Frage an Annalena Baerbock von Michael S. bezüglich Gesundheit
Hallo
Sie treten nach meiner Kenntnis im Rahmen der Diskussionen um die Bekämpfung von Corona dafür ein, das Urheberrecht für die Impfstoffproduktion zeitweilig aufzuheben. (Bitte korrigieren Sie mich bei Fehlern!) Nun scheint im Rahmen der Impfungen die qualitätsgesicherte Produktion wirksamer und gleichzeitig nebenwirkungsarmer Impfstoffe zu sein, und im Falle von Deutschland - nicht nur für Impfstoffe - der Behalt bzw die Etablierung (nicht nur, aber doch auch) nationaler Produktionsstätten. Dem entgegen steht das vor allem hier hürden- und auflagenreiche (und daher zeitfressende) Genehmigungs- und Umsetzungsverfahren.
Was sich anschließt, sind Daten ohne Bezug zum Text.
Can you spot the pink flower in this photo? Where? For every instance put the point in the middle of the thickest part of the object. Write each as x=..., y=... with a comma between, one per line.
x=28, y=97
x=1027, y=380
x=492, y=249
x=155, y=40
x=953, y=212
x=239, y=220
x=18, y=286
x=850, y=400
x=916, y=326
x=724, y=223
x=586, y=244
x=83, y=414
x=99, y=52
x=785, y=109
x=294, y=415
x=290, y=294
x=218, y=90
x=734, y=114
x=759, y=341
IMHO sichtbar an der immer noch nicht zeitadequat funktionierenden Nachverfolgung von Clustern sowie nicht funktionierenden Koordination der Impfarbeit.
1. Mögen Sie erläutern, inwieweit der Verzicht auf Lizenzrechte "nebenwirkungsärmer" ist als die Reorganisation des doch bisher immer stärker ökonomisierten Gesundheitssystems in seinen verschiedenen Hierarchiestufen?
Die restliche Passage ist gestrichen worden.